Farewell Kristin Linklater
Last week, the voice community farewelled a leader in our field: my teacher, mentor and much-admired colleague, Kristin Linklater. Kristin passed away on 5 June, age 84, at her home in Orkney, having left a profound impact on voice teaching and actor training across the world.
I first came across Kristin’s work when I was teaching speech and drama while at uni. I took a Linklater Voice workshop locally, which led me to train at Shakespeare & Company in Massachusetts, and that led to an opportunity to study with Kristin at Columbia University in New York. It was a master-and-apprentice style of training: I observed Kristin’s every class with the MFA Acting students, followed her around with notebook and pen, and wrote down everything she said.
Kristin was unimpressed by my youth – at 24, I was younger than most of the MFA Acting students – and she wanted me to defer any teacher-training until I was older. I challenged her with the fact she’d started teaching actors at the London Academy of Music and Dramatic Art (LAMDA) when she was 22, and that I wanted her methodology and practice to be the foundation of my teaching from the start. I was accepted into the teacher-training program and was fortunate to spend a formative period of my life learning from her, first in New York and then in Orkney, Scotland.
Training with Kristin was rigorous, intense and utterly brilliant. She was wholeheartedly committed to ‘freeing the natural voice’. She helped the actor-training world recognise that no one’s voice had to be manipulated or manufactured to fill a theatre audibly or convey a character believably – but rather, that we are all born with enormous expressive capacity, and we only need the tools to reconnect to our inherent vocal power.
The vision for Viva Voice was dreamt up during my time with Kristin in New York, and her methodology is at the core of the studio.
I dreamt of creating a space for young people to nurture their voices, build their confidence and grow into admirable speakers, communicators and performers.
The studio’s ethos is built on celebrating the natural voices and accents of our students, and helping each student recognise the strength and power of their voice – whether it be for performance, presentation or every day communication.
Kristin heard lots about Viva over time and admired the work that was being instilled in young people from such an early age.

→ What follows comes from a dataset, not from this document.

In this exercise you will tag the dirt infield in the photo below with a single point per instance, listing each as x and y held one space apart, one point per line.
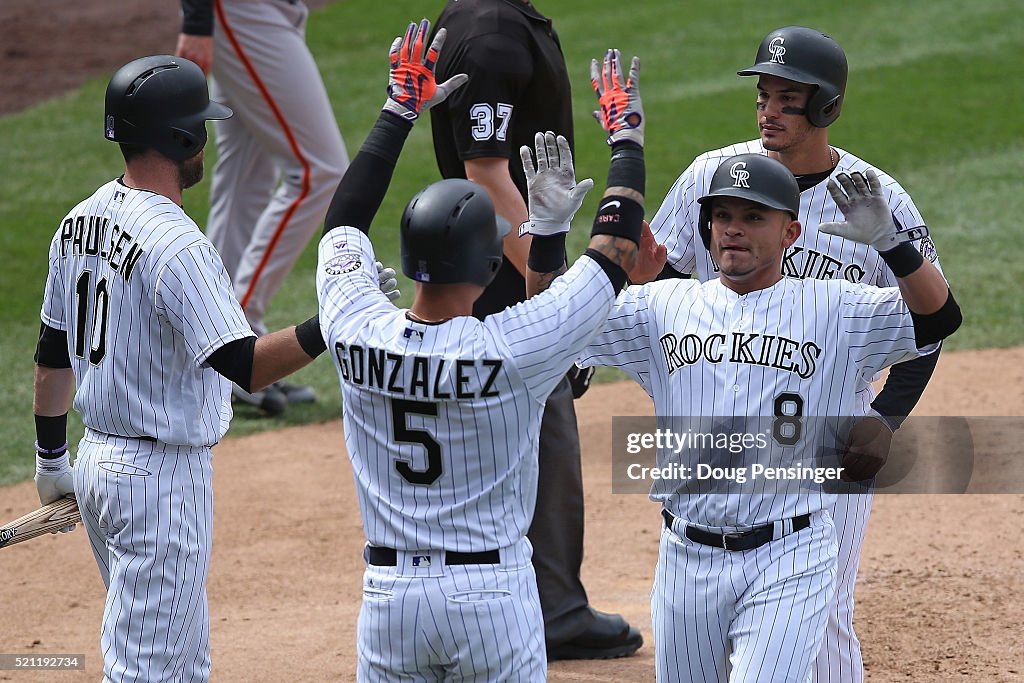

I was fortunate to be back in Orkney with Kristin last year and hand-delivered some of our special bookmarks to her (she was just one of a number of Orcadians to receive the bookmarks – Viva happens to have a number of loyal followers in Orkney!).
One day during our teacher-training workshop in Orkney, Kristin said to my cohort of soon-to-be Designated Linklater Teachers, “I cannot teach you everything I know.”
Now I realise the response I didn’t have at the time – I cannot articulate everything she taught me.
This week I’m immensely proud of Viva Voice and the incredible students we work with, all of whom are part of Kristin Linklater’s legacy.